Pasta with watercress pesto

Prep
10m
Cook
10m
serves
4
Pasta with watercress pesto
Pasta with watercress pesto
Pasta with watercress pesto
The delicious watercress pesto makes simple pasta dinners feel special.

Ingredients (9)

  • 120g watercress sprigs*
  • 1 cup (100g) grated parmesan, plus extra to garnish
  • 50g pine nuts, toasted
  • 2 garlic cloves, chopped
  • 2 teaspoons grated lemon rind
  • 5 tablespoons (100ml) olive oil, plus extra to drizzle
  • 400g spaghetti or tagliatelle
  • 12 cherry tomatoes, halved
  • 12 pitted black olives

Method

  • 1.
    Preheat the oven to 180°C.
  • 2.
    Roughly chop 80g of watercress, and place in a food processor with half the parmesan, the pine nuts, garlic and lemon rind.

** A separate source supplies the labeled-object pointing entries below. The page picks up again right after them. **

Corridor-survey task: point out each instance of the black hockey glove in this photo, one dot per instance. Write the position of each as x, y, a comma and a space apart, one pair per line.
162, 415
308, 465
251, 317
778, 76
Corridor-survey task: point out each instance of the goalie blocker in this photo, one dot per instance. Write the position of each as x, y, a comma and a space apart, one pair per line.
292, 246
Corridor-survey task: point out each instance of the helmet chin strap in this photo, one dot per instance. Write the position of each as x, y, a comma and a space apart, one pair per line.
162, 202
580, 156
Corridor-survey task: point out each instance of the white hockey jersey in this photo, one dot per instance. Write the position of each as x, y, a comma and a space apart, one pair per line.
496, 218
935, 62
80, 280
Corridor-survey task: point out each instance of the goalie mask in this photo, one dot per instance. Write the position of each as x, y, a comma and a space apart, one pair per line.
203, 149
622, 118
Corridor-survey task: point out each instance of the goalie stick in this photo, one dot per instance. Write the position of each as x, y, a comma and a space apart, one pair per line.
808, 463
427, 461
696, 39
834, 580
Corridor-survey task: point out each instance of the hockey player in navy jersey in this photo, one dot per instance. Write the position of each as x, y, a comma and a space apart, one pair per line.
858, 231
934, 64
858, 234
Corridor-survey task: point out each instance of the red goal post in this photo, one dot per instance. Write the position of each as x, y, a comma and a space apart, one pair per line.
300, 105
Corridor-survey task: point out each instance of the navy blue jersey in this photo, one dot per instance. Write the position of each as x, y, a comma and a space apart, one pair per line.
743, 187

Gradually add the oil and process to form a smooth paste. Season with salt and pepper.
  • 3.
    Cook the pasta in a large pot of salted boiling water until al dente.
  • 4.
    Meanwhile, place the tomatoes, cut-side up, on a baking tray. Drizzle with olive oil and season with salt and pepper. Cook in the oven for 6-8 minutes or until just starting to wilt. Toss the pasta with the pesto, tomatoes, olives and the remaining parmesan and watercress.